Au-delà de la conjoncture, cette hausse est « plus qu'un rebond technique », soulignait le Conseil national des greffiers des tribunaux de commerce. Meilleure preuve, les créations sous forme de société progressent. L'Insee en comptabilisait 218.000 en 2019 et 2020. Sur les douze derniers mois, le rythme dépasse les 256.000. Ces jeunes sociétés constituent l'essentiel du vivier des PME de demain. En moyenne, une entreprise possède 60 % de chances de survie cinq ans après sa création, d'où l'enjeu de l'accompagnement. Toutes structures confondues, on estime qu'environ 100.000 porteurs de projet sont épaulés chaque année, qu'ils créent ou non au final. C'est aujourd'hui trop peu.

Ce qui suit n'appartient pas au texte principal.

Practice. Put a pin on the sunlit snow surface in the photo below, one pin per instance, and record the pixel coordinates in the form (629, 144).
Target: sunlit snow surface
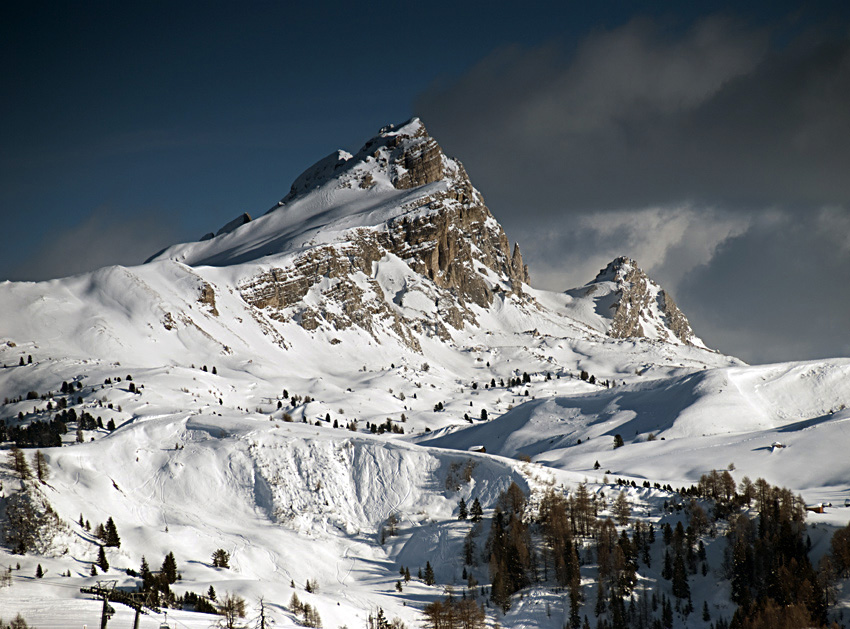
(204, 460)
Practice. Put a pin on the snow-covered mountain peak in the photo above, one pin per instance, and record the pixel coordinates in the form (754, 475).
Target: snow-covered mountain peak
(631, 304)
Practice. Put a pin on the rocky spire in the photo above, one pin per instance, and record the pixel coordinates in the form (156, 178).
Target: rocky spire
(642, 307)
(519, 268)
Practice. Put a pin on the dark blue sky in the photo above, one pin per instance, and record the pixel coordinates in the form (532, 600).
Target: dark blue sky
(124, 128)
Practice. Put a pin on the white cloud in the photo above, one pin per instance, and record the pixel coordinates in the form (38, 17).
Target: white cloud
(668, 243)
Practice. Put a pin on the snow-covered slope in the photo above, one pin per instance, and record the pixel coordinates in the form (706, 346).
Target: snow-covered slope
(283, 387)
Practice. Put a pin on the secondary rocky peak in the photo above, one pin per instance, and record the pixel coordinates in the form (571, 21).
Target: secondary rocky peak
(641, 308)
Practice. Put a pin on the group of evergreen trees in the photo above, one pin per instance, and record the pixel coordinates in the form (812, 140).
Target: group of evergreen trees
(773, 581)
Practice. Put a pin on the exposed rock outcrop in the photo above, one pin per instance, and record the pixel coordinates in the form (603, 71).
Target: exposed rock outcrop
(448, 237)
(642, 308)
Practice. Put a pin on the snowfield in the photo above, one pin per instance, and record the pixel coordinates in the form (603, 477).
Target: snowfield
(339, 455)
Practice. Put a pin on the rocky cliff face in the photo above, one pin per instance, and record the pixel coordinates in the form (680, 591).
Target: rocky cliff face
(642, 308)
(447, 236)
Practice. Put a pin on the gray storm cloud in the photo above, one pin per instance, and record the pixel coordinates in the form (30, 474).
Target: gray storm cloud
(695, 152)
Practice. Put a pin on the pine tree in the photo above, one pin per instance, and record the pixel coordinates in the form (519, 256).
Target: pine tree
(111, 534)
(476, 512)
(681, 589)
(221, 558)
(429, 574)
(17, 461)
(102, 562)
(169, 568)
(42, 472)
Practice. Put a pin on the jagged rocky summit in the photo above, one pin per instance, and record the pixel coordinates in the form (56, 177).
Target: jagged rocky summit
(394, 239)
(399, 201)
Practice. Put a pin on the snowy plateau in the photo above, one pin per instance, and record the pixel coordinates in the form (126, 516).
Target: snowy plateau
(312, 394)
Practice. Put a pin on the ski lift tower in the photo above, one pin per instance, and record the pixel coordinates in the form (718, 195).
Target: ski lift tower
(136, 601)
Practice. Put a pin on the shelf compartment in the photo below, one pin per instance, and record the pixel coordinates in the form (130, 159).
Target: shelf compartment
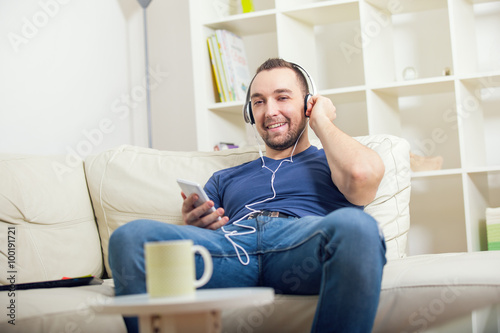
(352, 117)
(478, 116)
(260, 44)
(395, 38)
(482, 191)
(476, 47)
(320, 38)
(221, 10)
(419, 113)
(437, 215)
(226, 127)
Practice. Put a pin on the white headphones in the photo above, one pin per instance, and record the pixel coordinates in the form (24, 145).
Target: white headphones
(247, 107)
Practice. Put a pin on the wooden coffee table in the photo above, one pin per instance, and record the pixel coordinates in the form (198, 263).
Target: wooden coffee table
(198, 313)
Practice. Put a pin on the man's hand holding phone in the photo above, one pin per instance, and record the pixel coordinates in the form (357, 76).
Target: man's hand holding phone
(197, 209)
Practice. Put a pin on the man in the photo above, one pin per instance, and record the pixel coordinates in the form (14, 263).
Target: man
(315, 196)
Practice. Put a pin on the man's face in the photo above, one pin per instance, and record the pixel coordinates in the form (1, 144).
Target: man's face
(278, 107)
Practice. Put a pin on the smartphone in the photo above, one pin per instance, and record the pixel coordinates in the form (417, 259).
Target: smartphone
(189, 187)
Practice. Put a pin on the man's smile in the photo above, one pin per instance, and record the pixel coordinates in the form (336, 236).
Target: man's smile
(276, 125)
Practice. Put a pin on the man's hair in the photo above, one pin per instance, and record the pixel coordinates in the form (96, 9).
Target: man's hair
(273, 63)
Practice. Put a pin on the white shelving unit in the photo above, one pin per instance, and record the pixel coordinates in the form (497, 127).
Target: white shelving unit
(357, 52)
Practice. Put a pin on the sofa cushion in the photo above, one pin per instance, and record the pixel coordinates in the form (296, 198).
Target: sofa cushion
(54, 310)
(46, 214)
(129, 183)
(418, 293)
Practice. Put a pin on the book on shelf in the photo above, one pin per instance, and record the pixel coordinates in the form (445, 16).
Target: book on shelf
(229, 65)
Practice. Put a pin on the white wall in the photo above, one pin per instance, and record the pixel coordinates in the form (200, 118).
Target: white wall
(71, 76)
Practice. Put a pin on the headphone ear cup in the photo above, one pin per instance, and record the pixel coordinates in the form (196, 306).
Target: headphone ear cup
(249, 114)
(306, 100)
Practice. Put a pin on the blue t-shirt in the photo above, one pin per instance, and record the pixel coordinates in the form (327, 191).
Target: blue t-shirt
(303, 188)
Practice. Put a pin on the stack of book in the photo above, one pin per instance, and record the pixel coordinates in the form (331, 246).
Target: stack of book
(229, 65)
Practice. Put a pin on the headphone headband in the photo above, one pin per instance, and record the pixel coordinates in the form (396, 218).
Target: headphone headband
(311, 91)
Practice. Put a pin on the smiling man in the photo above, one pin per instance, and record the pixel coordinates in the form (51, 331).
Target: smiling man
(296, 205)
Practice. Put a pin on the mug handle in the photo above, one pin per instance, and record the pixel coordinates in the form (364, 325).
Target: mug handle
(207, 258)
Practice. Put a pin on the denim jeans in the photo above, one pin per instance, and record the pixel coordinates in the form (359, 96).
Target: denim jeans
(339, 257)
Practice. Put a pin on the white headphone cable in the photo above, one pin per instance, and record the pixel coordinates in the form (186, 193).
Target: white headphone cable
(229, 234)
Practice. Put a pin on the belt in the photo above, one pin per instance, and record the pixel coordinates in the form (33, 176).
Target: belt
(267, 213)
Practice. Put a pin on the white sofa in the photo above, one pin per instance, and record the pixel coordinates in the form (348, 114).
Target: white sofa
(63, 212)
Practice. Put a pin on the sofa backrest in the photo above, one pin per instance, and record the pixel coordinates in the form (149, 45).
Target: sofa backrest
(129, 183)
(47, 226)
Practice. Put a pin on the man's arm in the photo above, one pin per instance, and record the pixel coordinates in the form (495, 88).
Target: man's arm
(356, 169)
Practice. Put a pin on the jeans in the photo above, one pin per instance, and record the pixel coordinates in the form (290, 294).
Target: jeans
(339, 257)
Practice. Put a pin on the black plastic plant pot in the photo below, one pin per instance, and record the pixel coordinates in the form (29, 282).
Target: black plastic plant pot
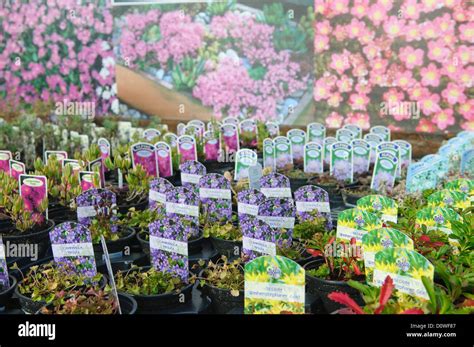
(149, 304)
(37, 236)
(6, 294)
(231, 249)
(322, 288)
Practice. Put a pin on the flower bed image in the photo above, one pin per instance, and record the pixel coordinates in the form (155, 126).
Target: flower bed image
(404, 64)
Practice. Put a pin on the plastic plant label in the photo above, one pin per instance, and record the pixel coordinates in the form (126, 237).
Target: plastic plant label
(405, 267)
(258, 238)
(151, 134)
(216, 197)
(385, 171)
(382, 131)
(341, 162)
(230, 137)
(248, 133)
(313, 158)
(89, 180)
(212, 146)
(5, 157)
(17, 168)
(315, 132)
(275, 185)
(169, 247)
(360, 156)
(187, 148)
(244, 159)
(72, 248)
(144, 154)
(344, 135)
(274, 285)
(382, 206)
(449, 198)
(379, 239)
(269, 154)
(355, 223)
(297, 139)
(283, 153)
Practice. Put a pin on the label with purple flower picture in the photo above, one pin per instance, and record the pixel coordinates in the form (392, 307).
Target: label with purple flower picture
(269, 154)
(34, 192)
(341, 162)
(283, 154)
(273, 129)
(169, 247)
(310, 200)
(297, 139)
(356, 130)
(313, 158)
(17, 168)
(244, 159)
(406, 268)
(187, 148)
(248, 133)
(159, 187)
(191, 173)
(216, 197)
(248, 201)
(275, 185)
(230, 137)
(151, 134)
(99, 167)
(382, 131)
(258, 238)
(383, 206)
(328, 142)
(144, 154)
(355, 223)
(315, 132)
(212, 146)
(374, 140)
(72, 248)
(4, 279)
(5, 157)
(60, 155)
(344, 135)
(360, 156)
(165, 159)
(385, 171)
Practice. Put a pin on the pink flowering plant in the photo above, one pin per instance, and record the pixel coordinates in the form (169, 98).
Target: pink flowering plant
(405, 64)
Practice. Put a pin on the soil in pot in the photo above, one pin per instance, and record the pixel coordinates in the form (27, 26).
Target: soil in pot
(322, 288)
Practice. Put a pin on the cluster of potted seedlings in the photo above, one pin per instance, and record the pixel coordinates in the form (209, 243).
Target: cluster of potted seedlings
(362, 229)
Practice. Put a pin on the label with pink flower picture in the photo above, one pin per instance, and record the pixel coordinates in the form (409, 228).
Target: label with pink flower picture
(360, 156)
(5, 157)
(144, 154)
(297, 138)
(341, 162)
(17, 168)
(151, 134)
(283, 154)
(165, 159)
(230, 137)
(34, 192)
(385, 171)
(313, 158)
(212, 146)
(269, 154)
(187, 148)
(248, 133)
(382, 131)
(315, 132)
(244, 159)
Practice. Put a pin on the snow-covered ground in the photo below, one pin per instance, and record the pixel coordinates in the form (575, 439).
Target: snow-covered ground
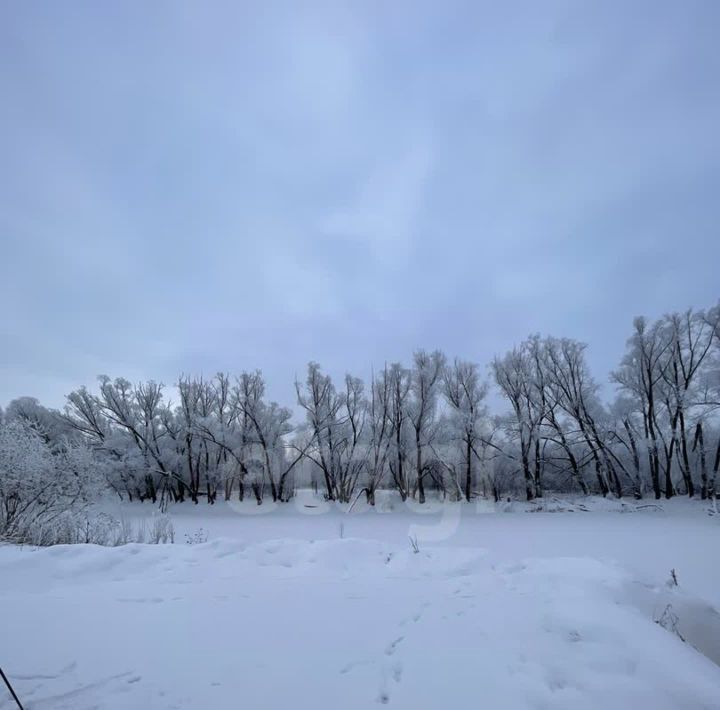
(307, 607)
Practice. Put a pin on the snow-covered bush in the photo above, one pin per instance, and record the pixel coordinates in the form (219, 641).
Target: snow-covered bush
(44, 491)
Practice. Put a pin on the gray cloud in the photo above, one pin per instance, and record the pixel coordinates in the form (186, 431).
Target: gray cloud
(193, 189)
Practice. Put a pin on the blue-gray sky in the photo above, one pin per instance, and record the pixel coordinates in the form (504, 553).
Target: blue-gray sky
(190, 187)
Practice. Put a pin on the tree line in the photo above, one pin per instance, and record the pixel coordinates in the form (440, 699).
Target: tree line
(420, 429)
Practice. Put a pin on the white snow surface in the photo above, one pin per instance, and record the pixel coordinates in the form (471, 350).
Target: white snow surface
(315, 608)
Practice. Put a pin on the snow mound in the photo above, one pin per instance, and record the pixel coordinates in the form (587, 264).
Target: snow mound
(348, 622)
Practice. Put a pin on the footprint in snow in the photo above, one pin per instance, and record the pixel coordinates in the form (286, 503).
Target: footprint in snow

Guillaume Pepy, le président d'Initiative France, milite pour obtenir plus de moyens sur le sujet, le ministre des PME n'excluant pas, de son côté, de faire un petit effort budgétaire. Le ministère du Travail a notamment lancé un appel d'offres fin 2020 pour accompagner 40.000 personnes fragiles, dont 15.000 jeunes de moins de 30 ans vers la création d'entreprise. Un budget de 40 millions est prévu pour les formations et 25 millions pour des financements au démarrage d'activité. Mais l'effort principal est fourni par bpifrance. La banque publique met les bouchées doubles : deux fois plus de prêts d'honneur sans intérêt et sans garantie personnelle, 12.500 cette année et 25.000 en 2022 ; deux fois plus de prêts d'honneur solidaire pour les publics fragiles et les jeunes de moins de 30 ans, 12.000 prévus cette année.

Enfin, la hausse des créations d'entreprises s'inscrit dans un mouvement de fond, l'aboutissement de vingt ans de politiques favorables dont l'acte majeur a été la création du régime social et fiscal simplifié de microentrepreneur. « Un engouement. L'entrepreneuriat est maintenant partout... », précise même Christophe Garonne, professeur d'entrepreneuriat à Kedge Business School.

Deux décennies dont on récolte peu à peu les fruits. Depuis 2010, le nombre de PME de plus de 10 salariés et de moins de 250 salariés a progressé de 12.000 unités à 148.000 en 2018, dernier chiffre connu. De même, le nombre d'ETI, ces entreprises de plus de 250 personnes et de 50 millions d'euros de chiffre d'affaires a progressé de 1.000 unités à près de 5.800. Ce n'est pas encore le Mittelstand allemand, mais on progresse.